Travel Back to 1996 with Vintage OREGON TRAIL Featurettes

I’m too young to be a Gen Xer, yet too old to feel like a Millennial. I don’t fit in with either group, and I’m not the only one. A small subset of people born in the late ’70s and early ’80s are called Xennials, because we grew up in a pre-internet world, but have spent a lot of our lives online. But there’s a better, more accurate name for us, one that perfectly captures the technological divide that defines us. We’re sometimes called The Oregon Trail Generation, after the beloved computer game we played in school. And while the game was first invented 50 years ago this year, it made its seminal CD-ROM debut in 1996. Twenty-five years ago no one could have known how formative it would be for young children to watch digital characters die from dysentery and snake bites. Not even the game’s creators.

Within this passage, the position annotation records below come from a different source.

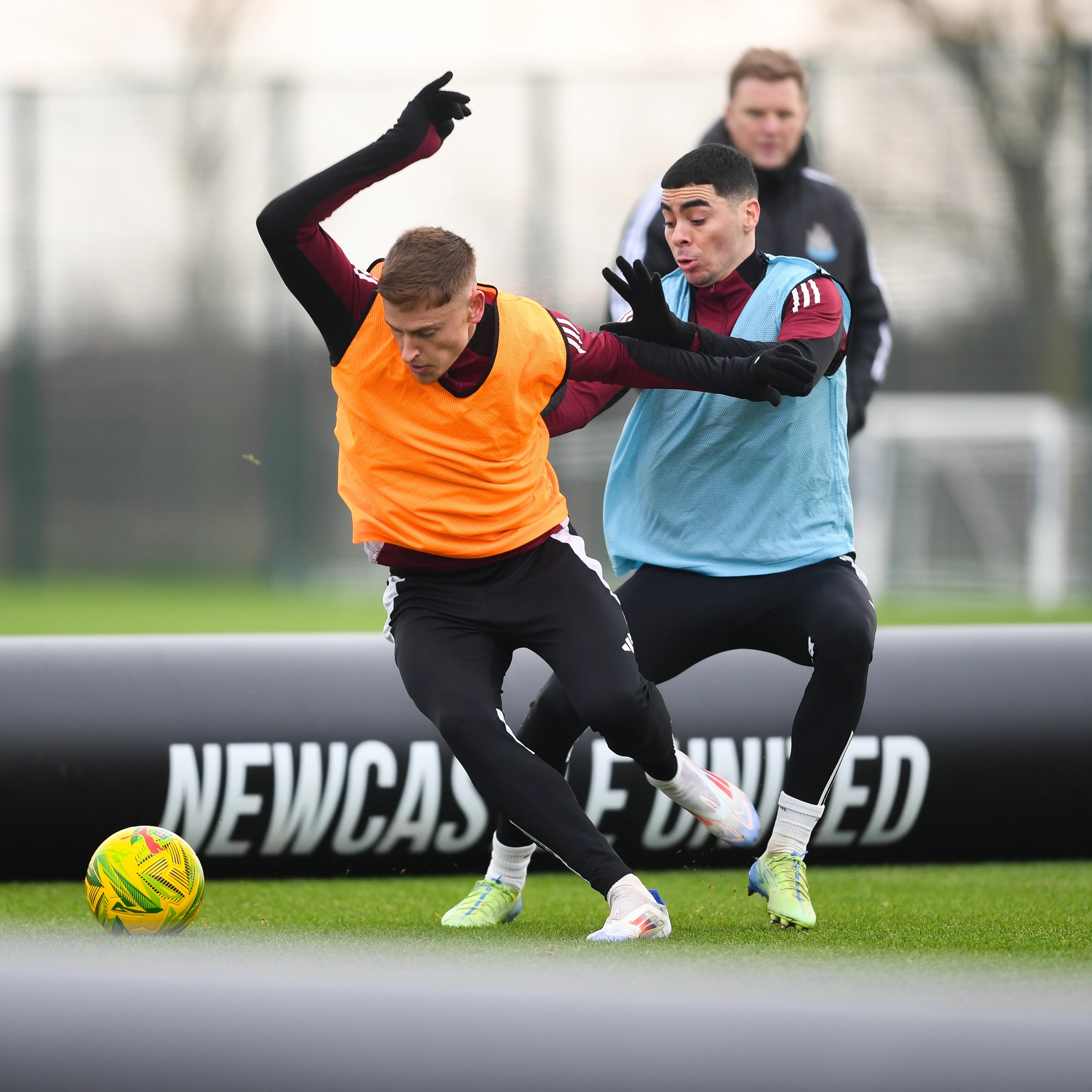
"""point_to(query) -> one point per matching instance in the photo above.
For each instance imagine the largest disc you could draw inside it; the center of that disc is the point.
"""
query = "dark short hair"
(427, 265)
(721, 166)
(769, 65)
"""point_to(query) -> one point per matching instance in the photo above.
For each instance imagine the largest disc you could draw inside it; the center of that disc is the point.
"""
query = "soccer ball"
(145, 880)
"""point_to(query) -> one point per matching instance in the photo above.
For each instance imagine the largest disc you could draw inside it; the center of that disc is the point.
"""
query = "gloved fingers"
(792, 355)
(627, 270)
(623, 288)
(792, 372)
(455, 102)
(435, 86)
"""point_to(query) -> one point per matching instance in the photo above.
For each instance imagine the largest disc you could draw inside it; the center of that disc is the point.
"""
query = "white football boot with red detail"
(645, 922)
(713, 801)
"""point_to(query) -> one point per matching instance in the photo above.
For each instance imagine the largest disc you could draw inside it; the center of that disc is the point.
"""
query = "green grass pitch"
(1040, 911)
(60, 604)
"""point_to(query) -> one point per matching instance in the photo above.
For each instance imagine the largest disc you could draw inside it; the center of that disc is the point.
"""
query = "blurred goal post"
(944, 433)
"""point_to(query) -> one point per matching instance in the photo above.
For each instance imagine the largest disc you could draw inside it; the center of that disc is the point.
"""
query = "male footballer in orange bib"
(445, 387)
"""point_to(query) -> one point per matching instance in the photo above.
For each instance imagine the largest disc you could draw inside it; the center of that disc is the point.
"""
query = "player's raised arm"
(332, 290)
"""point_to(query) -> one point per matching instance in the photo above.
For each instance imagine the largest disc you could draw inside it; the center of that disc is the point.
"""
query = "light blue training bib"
(729, 487)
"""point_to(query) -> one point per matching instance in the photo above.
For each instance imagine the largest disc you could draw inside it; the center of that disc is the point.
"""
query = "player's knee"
(847, 646)
(465, 726)
(616, 713)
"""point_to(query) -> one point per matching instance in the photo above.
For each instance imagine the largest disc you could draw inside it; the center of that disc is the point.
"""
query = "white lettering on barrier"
(772, 781)
(373, 754)
(898, 750)
(846, 793)
(883, 828)
(420, 806)
(237, 802)
(190, 794)
(601, 796)
(303, 808)
(753, 767)
(473, 807)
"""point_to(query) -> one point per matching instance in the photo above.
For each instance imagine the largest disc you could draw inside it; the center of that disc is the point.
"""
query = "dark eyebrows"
(694, 203)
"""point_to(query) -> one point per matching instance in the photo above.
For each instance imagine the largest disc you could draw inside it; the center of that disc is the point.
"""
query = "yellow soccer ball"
(145, 880)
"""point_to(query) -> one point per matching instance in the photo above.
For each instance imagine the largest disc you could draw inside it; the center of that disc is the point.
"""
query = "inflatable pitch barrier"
(303, 755)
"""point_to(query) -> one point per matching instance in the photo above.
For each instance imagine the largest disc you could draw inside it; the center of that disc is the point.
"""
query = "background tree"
(1019, 81)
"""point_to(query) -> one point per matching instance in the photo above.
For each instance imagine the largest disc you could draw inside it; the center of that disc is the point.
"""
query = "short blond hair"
(769, 65)
(430, 266)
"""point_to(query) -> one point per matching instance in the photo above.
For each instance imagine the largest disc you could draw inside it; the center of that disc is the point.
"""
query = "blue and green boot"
(782, 880)
(489, 902)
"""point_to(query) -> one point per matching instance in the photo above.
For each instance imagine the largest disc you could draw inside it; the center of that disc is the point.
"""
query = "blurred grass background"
(123, 605)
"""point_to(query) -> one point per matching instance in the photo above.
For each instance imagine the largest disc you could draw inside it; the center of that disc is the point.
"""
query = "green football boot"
(782, 880)
(489, 902)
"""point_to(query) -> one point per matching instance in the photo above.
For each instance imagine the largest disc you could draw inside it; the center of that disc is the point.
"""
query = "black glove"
(653, 320)
(783, 368)
(444, 108)
(764, 377)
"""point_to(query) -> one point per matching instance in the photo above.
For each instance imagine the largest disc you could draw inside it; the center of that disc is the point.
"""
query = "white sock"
(509, 864)
(627, 895)
(793, 826)
(688, 787)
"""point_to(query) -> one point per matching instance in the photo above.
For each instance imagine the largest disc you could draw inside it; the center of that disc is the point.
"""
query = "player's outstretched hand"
(444, 107)
(653, 320)
(782, 370)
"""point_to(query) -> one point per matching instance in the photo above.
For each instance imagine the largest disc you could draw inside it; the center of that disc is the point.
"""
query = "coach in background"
(805, 214)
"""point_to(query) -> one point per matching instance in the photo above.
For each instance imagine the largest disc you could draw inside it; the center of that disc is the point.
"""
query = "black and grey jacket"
(805, 214)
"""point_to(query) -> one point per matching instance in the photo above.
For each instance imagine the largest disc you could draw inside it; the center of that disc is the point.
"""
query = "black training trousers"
(455, 635)
(819, 616)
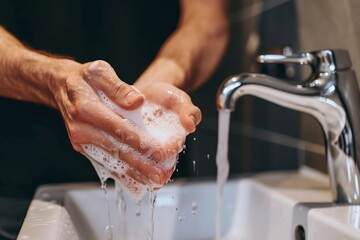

But they did have an idea they were creating something special. That’s clear in these old videos of the makers of The Oregon Trail on CD-ROM talking about the game.

The world wide web has dug up some vintage videos (that we first saw at The AV Club) from 1996 to celebrate the game’s dual anniversaries this year. They feature the people behind the game talking about the history of The Oregon Trail, their upgraded version, and what they thought the franchise’s future might be.

Travel Back to 1996 with Vintage OREGON TRAIL Featurettes_1

MECC

These videos also provide a delightful little time machine to the style of the era.

No one predicted the game would define a small generation, though. But decades later it’s easy to see why it did. This game, in an earlier, more rudimentary form, was my first introduction to computers. Like the settlers on the trail, it bridged the divide from the old analog world to the new digital frontier.

And it also taught me why its dangerous to ford a river. Did Gen X know that? And do Millennials even care? No wonder I don’t fit in with either group.